What is a 'Follow On Public Offer - FPO'
A follow-on public offer (FPO) is an issuing of shares to investors by a public company that is already listed on an exchange. An FPO is essentially a stock issue of supplementary shares made by a company that is already publicly listed and has gone through the IPO process. FPOs are popular methods for companies to raise additional equity capital in the capital markets through a stock issue.
BREAKING DOWN 'Follow On Public Offer - FPO'Public companies can also take advantage of an FPO issuing an offer for sale to investors, which is made through an offer document. FPOs should not be confused with IPOs, as IPOs are the initial public offering of equity to the public, while FPOs are supplementary issues made after a company has been established on an exchange.
Two Main Types of Follow-On Public Offers
There are two main types of follow-on public offers. The first type is dilutive to investors, as the company’s Board of Directors agrees to increase the share float level. This type of follow-on public offering seeks to raise money to pay debt or expand the business. This increases the number of shares outstanding.
The other type of follow-on public offer is non-dilutive. This approach is used when directors or large shareholders sell privately held shares. This is non-dilutive, as no additional shares are sold. This method is commonly referred to as a secondary market offering. There is no benefit to this method for the company or current shareholders.

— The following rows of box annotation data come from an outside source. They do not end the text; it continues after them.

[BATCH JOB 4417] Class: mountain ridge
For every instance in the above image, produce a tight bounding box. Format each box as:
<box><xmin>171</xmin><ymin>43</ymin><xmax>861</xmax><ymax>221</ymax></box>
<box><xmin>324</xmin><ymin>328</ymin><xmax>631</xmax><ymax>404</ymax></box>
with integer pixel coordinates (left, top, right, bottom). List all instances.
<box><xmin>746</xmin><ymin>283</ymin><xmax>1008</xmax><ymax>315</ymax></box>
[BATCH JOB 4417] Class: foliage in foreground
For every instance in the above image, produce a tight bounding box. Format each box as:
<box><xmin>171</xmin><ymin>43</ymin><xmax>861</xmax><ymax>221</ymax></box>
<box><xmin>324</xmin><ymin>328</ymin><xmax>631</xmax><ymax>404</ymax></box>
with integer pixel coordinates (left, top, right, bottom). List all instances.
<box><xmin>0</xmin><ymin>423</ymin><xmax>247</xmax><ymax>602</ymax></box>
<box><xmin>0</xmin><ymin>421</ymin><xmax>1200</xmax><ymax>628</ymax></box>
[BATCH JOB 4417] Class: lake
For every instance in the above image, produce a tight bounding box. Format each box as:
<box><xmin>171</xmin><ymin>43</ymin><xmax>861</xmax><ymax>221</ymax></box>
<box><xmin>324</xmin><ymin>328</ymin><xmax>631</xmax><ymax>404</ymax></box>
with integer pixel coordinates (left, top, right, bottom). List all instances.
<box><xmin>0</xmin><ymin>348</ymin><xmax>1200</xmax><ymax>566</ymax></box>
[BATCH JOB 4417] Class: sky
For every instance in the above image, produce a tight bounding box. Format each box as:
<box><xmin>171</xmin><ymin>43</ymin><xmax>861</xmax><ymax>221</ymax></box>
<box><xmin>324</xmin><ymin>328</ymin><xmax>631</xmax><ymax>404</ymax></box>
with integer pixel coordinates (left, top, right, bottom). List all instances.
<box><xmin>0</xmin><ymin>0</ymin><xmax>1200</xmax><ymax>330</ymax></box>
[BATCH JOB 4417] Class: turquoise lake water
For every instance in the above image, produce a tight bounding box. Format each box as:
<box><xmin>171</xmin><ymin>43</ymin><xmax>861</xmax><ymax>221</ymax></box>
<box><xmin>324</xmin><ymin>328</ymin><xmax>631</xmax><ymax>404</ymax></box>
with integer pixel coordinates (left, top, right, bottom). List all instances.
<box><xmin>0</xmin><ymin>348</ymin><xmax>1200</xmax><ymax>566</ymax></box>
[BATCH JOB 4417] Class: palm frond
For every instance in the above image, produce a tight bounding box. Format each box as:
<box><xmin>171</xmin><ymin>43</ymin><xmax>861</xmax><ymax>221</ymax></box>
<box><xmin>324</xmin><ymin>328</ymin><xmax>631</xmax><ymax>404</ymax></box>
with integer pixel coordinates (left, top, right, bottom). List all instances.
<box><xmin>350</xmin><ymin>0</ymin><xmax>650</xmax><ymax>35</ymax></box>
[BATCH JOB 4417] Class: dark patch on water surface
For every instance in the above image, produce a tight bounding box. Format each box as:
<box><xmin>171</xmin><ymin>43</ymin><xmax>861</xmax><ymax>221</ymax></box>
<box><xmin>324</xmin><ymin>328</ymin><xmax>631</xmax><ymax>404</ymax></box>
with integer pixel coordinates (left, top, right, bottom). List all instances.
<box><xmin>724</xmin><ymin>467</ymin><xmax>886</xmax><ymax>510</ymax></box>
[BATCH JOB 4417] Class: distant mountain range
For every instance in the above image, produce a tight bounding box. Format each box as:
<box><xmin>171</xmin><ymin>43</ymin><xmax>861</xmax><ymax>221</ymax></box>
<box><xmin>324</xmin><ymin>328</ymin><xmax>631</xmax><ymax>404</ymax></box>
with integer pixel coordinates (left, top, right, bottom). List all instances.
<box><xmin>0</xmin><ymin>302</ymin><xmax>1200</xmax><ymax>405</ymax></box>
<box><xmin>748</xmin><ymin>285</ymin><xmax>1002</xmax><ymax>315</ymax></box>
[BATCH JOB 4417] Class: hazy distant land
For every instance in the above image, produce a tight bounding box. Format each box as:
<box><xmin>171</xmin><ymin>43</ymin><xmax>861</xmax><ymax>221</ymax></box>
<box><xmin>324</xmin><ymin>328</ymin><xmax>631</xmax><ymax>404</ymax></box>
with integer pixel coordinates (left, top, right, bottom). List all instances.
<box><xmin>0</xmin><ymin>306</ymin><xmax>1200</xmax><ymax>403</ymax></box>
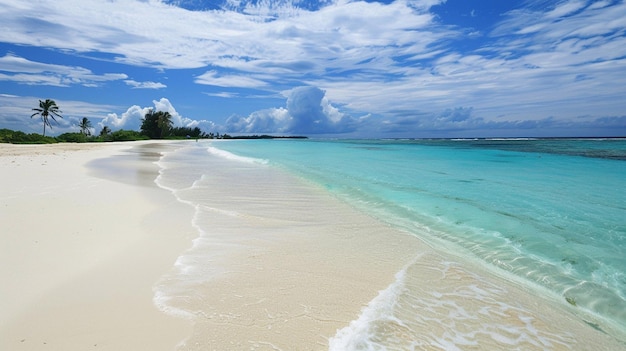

Knowing that there are two main types of follow-on public offers, and knowing the different effects they have, makes it incredibly important to pay attention to the identity of the sellers on offerings. Investors can tell from this whether or not the offering will be dilutive.
Follow-On Offerings Common
Follow-on offerings are common in the investment world. This is an easy way for companies to raise equity that can be used for common purposes. Companies that announce secondary offerings can see their share price fall as a result. Shareholders often react negatively to secondary offerings, as many come at below-market prices or dilute their existing shares.
In 2013, follow-on offerings produced $201.7 billion in equity raised for companies. This marked the largest amount in four years. Facebook sold $3.9 billion in additional equity and was one of the largest raisers. Secondary offerings are good for investment banks, as they get a piece of the fee pricing. Goldman Sachs managed $24.7 billion worth of secondary offerings in 2013 to lead the way.
In 2015, many companies had follow-on offerings after going public less than a year prior. Shake Shack was one company that saw shares fall on news of a secondary offering. Shares fell 16% on news of a large secondary that came in below the existing share price.